O PREÇO DA EXPERIÊNCIA

Outro ponto que me chamou a atenção no texto de Jaffe é que os jogos mais voltados ao gameplay vendem mais. Isso não deve ser novidade para ninguém, visto o sucesso de séries como Guitar Hero, Wii Sports, Angry Birds e o próprio Tetris, este já lançado para qualquer plataforma capaz de rodar jogos eletrônicos, mesmo que o foco da plataforma não sejam os jogos.

Ele diz que os jogos mais voltados à experiência em si, como os best-sellers God of War e Uncharted, também vendem bem, mas custam bem mais para serem feitos.

Isso coloca um novo item na nossa balança. Um item que pode explicar porque God of War III dura apenas seis horas, enquanto Darksiders dura 20. Provavelmente se God of War tivesse a duração de Darksiders, seria financeiramente inviável vendê-lo a US$ 60,00, e dificilmente o mercado aceitaria jogos mais caros.

Temos aí também uma potencial explicação para a indústria dos games estar tão preocupada em atingir o mercado casual. Afinal, você vende tão bem ou mais, e gasta bem menos para fazer. Em alguns jogos mais simples, como Angry Birds, isso se reflete no preço, mas Rock Band, por exemplo, ainda teve sua terceira edição sendo vendida a sessenta dólares no lançamento. É o mesmo preço de lançamento de Uncharted 3, mesmo tendo um custo de produção bem menor.

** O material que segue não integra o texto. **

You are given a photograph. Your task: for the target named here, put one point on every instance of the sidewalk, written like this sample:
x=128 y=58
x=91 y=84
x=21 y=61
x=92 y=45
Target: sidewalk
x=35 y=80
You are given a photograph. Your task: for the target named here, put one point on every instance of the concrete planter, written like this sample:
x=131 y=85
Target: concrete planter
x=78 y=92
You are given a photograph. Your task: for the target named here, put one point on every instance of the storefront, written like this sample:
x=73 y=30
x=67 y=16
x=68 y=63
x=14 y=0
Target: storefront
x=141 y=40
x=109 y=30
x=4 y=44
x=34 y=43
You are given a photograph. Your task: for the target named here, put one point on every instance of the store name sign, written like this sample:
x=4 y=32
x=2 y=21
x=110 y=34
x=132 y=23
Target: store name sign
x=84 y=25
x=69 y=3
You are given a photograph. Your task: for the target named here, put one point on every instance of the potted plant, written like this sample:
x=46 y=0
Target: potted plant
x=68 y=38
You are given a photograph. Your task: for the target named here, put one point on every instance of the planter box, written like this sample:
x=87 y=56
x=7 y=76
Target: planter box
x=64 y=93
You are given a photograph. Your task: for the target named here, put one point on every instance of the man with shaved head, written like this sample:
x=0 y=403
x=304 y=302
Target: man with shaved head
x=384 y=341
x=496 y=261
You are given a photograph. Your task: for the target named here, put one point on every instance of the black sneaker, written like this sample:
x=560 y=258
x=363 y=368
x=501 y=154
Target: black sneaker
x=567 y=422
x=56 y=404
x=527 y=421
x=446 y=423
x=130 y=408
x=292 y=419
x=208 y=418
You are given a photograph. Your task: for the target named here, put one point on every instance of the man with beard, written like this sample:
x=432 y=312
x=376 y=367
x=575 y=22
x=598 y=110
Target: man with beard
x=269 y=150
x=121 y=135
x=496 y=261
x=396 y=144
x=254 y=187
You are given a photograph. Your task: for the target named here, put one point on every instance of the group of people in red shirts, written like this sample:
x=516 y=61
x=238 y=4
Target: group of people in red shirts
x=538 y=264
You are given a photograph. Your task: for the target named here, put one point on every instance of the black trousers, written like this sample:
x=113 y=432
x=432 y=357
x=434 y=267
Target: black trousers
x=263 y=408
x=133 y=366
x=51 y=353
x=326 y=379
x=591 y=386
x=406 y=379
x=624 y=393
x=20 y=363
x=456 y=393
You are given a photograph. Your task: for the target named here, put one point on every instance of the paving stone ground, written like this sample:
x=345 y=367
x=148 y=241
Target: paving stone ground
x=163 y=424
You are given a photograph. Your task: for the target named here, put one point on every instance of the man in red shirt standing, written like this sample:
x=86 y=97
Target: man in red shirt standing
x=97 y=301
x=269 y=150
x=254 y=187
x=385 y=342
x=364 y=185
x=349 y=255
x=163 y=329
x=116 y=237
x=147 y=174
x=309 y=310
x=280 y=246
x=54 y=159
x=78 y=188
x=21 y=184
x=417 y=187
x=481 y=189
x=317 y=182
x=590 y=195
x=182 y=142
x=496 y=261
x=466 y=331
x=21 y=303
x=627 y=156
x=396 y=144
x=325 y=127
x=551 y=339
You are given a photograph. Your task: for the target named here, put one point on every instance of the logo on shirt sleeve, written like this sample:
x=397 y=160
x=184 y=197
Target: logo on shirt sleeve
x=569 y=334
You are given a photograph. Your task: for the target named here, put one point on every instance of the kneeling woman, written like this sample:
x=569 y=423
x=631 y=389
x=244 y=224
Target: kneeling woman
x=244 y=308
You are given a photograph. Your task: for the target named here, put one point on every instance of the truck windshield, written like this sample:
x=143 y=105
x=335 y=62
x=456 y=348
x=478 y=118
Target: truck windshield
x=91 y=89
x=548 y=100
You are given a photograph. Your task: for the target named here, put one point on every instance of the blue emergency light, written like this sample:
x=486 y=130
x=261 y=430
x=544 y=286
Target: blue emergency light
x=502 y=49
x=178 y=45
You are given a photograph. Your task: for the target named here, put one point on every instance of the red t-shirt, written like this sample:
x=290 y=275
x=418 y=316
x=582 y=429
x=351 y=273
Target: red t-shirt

A criação de um Rock Band se resume a escolher, licenciar e criar a tablatura das músicas. Um Uncharted exige um diretor, roteirista, compositor, desenhistas, e mais uma pá de gente para criar as fases, layouts e todos os lugares pelos quais o jogador vai passar. No entanto, essa diferença de valor não é tão clara para o consumidor por um motivo bem simples: tempo de jogo.

Uncharted 3 deve render umas oito horas de diversão de ponta a ponta. Mas quantas vezes você vai jogá-lo? Talvez três, quatro? A maioria das pessoas joga apenas uma. E quantas horas de diversão um Rock Band gera? Cá entre nós, eu já devo ter gastado algumas centenas de horas com meus instrumentos de plástico. Além de todo o tempo que eu passei jogando sozinho, é super comum juntar amigos para tocar umas músicas, o que aumenta a vida útil do jogo e não rola com Uncharted ou God of War.

Diante de tudo isso, é fácil entender a tendência atual da indústria, e mesmo o desejo de David Jaffe de focar mais no gameplay do que na experiência. E isso também explica porque os gráficos do PS4 não parecerem tão superiores aos do PS3.

JOGO PARA TODOS OS GOSTOS

Particularmente, eu gosto de todos os pontos do espectro. Adoro as séries Uncharted e God of War, mas também considero Rock Band a maior diversão que você pode ter sem tirar as roupas. E digo isso mesmo tendo o hábito de jogar pelado.

Não gostaria que nenhum dos extremos do espectro morresse, assim como quero que tudo que existe no meio continue existindo. No entanto, temo a tendência de o futuro dos games ser apenas os extremos (Heavy Rain e Angry Birds) e que não tenhamos mais os jogos AAA tradicionais, esses que custam tão caro para serem feitos. E desde que comprei o PS4 em junho, os únicos jogos AAA que saíram foram Watch Dogs e Destiny. É muito pouco.

Para que jogos como Uncharted continuem existindo diante do cenário atual, seria necessário que estes jogos se tornem tão populares quando um Rock Band, o que acho bastante difícil. A alternativa seria aumentar os preços, o que, especificamente para nós, brasileiros, inviabilizaria totalmente o nosso hobby.

E você? Gosta mais de gameplay ou da experiência trazida por jogos cinematográficos? E, com a nova geração chegando, como acredita que será o futuro dos games?